Distributed Algorithms for Fault-tolerant Hardware
Distributed Computing is concerned with systems in which communication – as opposed to computation – is the main obstacle to solving a given task fast. It also addresses the issue of fault-tolerance, i.e., the ability of a system to work correctly even if some of its components fail. As hardware development continues to follow “Moore’s Law” which states that the number of basic component in off-the-shelf hardware doubles roughly every 18 months, both of these aspects become increasingly important. In other words, nowadays a common computer chip, and even more so a multi-core processor, is a distributed system in its own right.
If this claim strikes you as odd, just consider the following facts: (i) at today’s clock speeds in the gigahertz range, an electrical signal cannot traverse an entire chip in a single clock cycle; (ii) by now, standard processors host billions of transistors, making it virtually impossible to guarantee that each of them operates correctly; and (iii) the most basic standard components of computer chips have reached a size of about 10-20 nanometers (a nanometer is a billionth of a meter!), a size at which physical effects necessitate dealing with transient faults, i.e., components temporarily and unpredictably operating out-of-spec.

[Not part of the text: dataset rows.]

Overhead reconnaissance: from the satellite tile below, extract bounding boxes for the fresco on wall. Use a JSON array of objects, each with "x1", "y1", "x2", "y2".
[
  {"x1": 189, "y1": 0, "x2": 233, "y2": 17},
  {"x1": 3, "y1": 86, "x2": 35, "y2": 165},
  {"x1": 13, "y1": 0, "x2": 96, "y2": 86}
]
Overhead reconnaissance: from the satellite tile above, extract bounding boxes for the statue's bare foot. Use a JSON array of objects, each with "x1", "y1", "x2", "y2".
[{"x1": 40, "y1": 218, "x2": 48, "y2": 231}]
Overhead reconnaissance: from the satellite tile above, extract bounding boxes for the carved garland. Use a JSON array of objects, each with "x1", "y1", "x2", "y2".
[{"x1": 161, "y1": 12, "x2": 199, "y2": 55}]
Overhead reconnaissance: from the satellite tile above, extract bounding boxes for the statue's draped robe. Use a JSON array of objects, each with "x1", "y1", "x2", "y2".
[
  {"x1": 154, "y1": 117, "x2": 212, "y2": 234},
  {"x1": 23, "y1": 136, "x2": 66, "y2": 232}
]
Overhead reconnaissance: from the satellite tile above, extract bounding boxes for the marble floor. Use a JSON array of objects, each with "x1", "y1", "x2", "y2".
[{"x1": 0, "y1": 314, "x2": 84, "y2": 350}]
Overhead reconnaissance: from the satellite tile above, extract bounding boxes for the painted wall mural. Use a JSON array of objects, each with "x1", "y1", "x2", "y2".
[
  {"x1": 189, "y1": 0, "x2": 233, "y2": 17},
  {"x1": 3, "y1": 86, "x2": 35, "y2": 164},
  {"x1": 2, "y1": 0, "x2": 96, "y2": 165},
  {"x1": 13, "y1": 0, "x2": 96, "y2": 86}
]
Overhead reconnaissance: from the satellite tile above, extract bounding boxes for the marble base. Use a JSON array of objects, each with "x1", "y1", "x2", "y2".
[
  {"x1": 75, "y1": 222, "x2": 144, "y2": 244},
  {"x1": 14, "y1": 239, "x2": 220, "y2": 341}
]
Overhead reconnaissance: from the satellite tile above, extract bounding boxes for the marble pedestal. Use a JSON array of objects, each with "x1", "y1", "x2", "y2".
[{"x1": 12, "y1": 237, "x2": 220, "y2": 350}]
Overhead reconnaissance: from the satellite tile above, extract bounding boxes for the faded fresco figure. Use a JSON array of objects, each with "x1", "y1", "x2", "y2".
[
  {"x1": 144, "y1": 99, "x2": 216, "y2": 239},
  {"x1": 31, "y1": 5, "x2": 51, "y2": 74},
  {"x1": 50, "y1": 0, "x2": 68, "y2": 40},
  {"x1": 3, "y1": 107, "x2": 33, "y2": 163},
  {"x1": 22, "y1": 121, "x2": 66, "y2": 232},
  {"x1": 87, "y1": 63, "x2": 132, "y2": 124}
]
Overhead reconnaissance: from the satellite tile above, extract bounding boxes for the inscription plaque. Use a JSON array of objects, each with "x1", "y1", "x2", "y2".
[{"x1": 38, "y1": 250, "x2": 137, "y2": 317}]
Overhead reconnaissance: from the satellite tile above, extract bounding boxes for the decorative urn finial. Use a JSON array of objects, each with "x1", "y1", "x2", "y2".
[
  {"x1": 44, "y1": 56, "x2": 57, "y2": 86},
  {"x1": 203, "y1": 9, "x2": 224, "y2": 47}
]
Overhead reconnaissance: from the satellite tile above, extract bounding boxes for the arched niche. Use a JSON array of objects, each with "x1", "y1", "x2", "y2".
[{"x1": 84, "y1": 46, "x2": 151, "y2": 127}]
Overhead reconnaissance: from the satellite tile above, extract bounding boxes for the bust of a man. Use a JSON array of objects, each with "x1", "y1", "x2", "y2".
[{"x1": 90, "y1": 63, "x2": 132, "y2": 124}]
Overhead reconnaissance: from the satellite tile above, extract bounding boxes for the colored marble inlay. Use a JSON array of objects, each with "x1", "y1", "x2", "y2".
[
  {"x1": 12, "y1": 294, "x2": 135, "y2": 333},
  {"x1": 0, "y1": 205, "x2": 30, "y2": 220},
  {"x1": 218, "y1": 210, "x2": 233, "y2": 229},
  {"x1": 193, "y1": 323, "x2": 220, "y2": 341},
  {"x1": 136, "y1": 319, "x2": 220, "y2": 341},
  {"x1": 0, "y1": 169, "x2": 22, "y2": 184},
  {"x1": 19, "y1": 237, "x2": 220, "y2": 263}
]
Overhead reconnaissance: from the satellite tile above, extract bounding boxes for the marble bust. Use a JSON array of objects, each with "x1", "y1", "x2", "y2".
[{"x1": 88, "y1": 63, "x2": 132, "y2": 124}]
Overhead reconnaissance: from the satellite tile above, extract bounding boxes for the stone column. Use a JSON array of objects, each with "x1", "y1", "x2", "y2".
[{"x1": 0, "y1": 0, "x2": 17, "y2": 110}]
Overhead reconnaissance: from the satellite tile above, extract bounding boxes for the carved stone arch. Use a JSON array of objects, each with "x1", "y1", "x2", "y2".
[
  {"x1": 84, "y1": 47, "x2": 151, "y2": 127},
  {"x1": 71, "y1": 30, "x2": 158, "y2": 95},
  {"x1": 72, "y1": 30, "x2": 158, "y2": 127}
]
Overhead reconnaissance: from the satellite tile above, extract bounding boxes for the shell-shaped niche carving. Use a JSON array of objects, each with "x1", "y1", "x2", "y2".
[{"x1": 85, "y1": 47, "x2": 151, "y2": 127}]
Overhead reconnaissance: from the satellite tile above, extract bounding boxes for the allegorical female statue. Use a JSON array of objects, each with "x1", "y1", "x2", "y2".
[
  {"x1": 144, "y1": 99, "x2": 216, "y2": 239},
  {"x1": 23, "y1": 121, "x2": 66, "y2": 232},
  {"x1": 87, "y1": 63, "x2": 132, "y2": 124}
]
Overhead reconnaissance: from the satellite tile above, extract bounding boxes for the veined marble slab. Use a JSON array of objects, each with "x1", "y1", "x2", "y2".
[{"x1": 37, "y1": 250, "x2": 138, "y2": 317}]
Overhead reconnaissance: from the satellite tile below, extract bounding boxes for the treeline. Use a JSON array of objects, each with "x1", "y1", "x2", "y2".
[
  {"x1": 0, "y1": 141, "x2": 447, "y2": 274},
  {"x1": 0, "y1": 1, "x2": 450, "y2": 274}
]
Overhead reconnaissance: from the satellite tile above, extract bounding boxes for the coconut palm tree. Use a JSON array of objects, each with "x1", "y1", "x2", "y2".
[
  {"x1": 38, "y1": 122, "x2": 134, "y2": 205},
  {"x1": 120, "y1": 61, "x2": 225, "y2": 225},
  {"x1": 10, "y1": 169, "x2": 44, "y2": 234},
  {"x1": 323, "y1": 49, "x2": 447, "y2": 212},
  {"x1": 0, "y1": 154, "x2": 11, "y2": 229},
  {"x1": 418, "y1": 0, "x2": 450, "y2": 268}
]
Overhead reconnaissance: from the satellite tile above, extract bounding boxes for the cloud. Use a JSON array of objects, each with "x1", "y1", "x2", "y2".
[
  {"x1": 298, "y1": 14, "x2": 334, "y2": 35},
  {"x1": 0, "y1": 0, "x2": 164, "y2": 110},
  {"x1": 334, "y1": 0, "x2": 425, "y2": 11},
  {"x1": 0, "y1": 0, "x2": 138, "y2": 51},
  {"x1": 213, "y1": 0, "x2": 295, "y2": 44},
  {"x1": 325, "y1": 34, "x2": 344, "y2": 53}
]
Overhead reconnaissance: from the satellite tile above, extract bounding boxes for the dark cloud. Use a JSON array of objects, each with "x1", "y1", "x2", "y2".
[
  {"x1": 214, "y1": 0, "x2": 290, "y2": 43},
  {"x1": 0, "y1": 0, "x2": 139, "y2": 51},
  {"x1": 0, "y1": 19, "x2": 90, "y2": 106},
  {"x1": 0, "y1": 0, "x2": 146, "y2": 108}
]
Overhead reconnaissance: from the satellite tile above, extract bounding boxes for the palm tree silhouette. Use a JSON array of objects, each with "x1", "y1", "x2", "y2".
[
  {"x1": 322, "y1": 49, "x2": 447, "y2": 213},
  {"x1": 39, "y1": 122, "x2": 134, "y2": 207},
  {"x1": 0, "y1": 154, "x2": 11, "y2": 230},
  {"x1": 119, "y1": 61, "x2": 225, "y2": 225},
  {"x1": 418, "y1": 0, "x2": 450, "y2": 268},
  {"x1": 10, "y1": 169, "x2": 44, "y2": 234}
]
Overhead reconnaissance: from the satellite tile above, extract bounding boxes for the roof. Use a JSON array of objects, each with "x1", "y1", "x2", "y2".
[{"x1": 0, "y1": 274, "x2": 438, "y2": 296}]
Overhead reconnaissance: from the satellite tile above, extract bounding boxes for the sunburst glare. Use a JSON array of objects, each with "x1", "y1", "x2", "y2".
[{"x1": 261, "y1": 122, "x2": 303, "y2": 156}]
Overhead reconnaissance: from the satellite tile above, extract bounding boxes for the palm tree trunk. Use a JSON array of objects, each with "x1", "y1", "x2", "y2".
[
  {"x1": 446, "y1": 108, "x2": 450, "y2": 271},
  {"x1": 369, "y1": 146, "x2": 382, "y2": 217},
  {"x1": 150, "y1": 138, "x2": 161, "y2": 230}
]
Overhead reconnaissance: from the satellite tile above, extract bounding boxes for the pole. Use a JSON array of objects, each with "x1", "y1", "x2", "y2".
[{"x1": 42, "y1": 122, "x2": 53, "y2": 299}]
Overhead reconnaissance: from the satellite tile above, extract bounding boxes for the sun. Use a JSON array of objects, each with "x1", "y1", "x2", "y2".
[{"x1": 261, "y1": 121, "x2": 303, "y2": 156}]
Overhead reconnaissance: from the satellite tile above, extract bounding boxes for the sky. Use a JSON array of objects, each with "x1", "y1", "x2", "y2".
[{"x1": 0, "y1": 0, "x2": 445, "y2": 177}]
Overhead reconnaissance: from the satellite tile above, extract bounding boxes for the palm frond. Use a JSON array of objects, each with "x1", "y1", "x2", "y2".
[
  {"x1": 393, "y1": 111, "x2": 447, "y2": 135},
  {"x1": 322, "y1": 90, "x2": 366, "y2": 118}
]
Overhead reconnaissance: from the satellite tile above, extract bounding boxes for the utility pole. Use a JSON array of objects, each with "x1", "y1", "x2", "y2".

Figure1: Clock tree. In case of a fault at the junction marked red the entire red area fails.
One of the most fundamental challenges in designing computer chips is the distribution of a well-behaved clock signal throughout the chip. Up to a certain scale, this can be successfully achieved by so-called clock trees [see figure 1] . Basically, a clock tree is carefully engineered to ensure that the clock signal generated by a single quartz crystal arrives at adjacent components at (almost) the same time. This permits to perform computations synchronously: a computational step is executed, then the results are “locked” and communicated, and then the received new values are used for the next computational step. The synchronous design paradigm offers many advantages and is therefore the de facto standard in hardware design – up to the point at which systems become too large to be efficiently clocked by a single clock tree.
Figure 2: Part of a clock distribution grid. Each node waits for the second received signal before forwarding the clock signal on all outgoing links. Hence, the yellow nodes still operate correctly even if the red node or its outgoing links fail.
We argue that using distributed algorithms, one can efficiently and reliably generate and distribute a clock signal on a significantly larger scale than possible with a single clock tree. For instance, consider Figure 2, which illustrates a simple fault-tolerant clock distribution mechanism. In contrast to a clock tree, there are different paths along which the clock signal is propagated; hence, the system as a whole can still operate correctly even if a few isolated nodes or links fail. We work towards efficient realizations of this and similar schemes to enable building larger, yet more reliable systems.